Ia juga mengatakan bahwa ini adalah kesimpulan dari beberapa orang sehingga kita masih harus melihat bagaimana perkembangan dari penggunaan dexamethasone ini.
Mengenai hydroxychloroquine, Dokter Agus mengatakan bahwa penggunaan obat ini masih cukup aman pada populasi di Indonesia. Hal ini dilihat dari data-data awal yang menunjukkan bahwa hydroxychloroquine hanya memberikan efek samping yang ringan dan tidak meningkatkan risiko kematian. Selain itu, data awal juga menunjukkan bahwa penggunaan hydroxychloroquine menurunkan lama waktu rawat.
“Tapi kita tentu menunggu hasil akhir dari riset yang sedang dilakukan, kalo hasil akhirnya ternyata memang tidak efektif, tentu kami akan merekomendasikan hal yang berbeda dan akan dihentikan,” jelas dr. Agus mengenai kelanjutan penggunaan hydroxychloroquine pada pasien COVID-19.
Di sisi lain, Direktur Registrasi Obat Badan Pengawas Obat dan Makanan (BPOM) L. Rizka Andalucia menyampaikan bahwa pihaknya memberikan ijin obat hydroxycloroquine hanya untuk penggunaan kondisi darurat atau dikenal dengan emergency use authorization.
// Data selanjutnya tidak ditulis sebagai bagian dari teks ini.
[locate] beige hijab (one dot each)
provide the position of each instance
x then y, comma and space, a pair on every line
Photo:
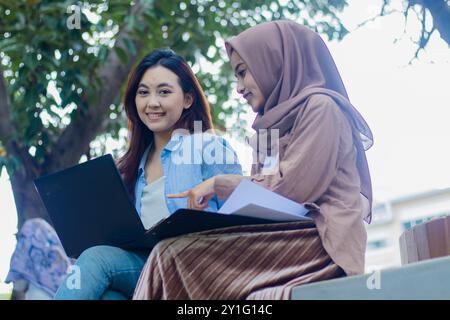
290, 63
Ia mengatakan bahwa hydroxycloroquine, chloroquine, dan dexamethasone merupakan obat yang sudah lama diberikan izin edar oleh BPOM untuk indikasi non-covid dan ketiga obat tersebut adalah obat keras.
Dokter Agus mengatakan bahwa terdapat beberapa persyaratan penggunaan hydroxychloroquine bagi pasien COVID-19, yaitu: (1) diberikan kepada pasien dewasa dengan usia di bawah 50 tahun; (2) tidak memiliki masalah pada jantung; (3) pada anak, hanya diberikan pada kasus berat dan krisis dengan pemantauan yang ketat; (4) hanya dilakukan pada pasien rawat inap, karena ada efek samping yang harus dipantau; (5) apabila muncul efek samping, harus langsung dihentikan.
“Pasien ringan, sedang, berat bisa diberikan (hydroxychloroquine), yang tidak boleh yang tanpa gejala,” tambah dr. Agus.
Pada kesempatan itu Dokter Agus mengimbau masyarakat untuk tidak secara sembarangan menggunakan kedua obat ini.
“Masyarakat diimbau untuk tidak menggunakan secara sembarangan. Penggunaan obat ini hanya atas rekomendasi dokter,” tutup dr. Agus.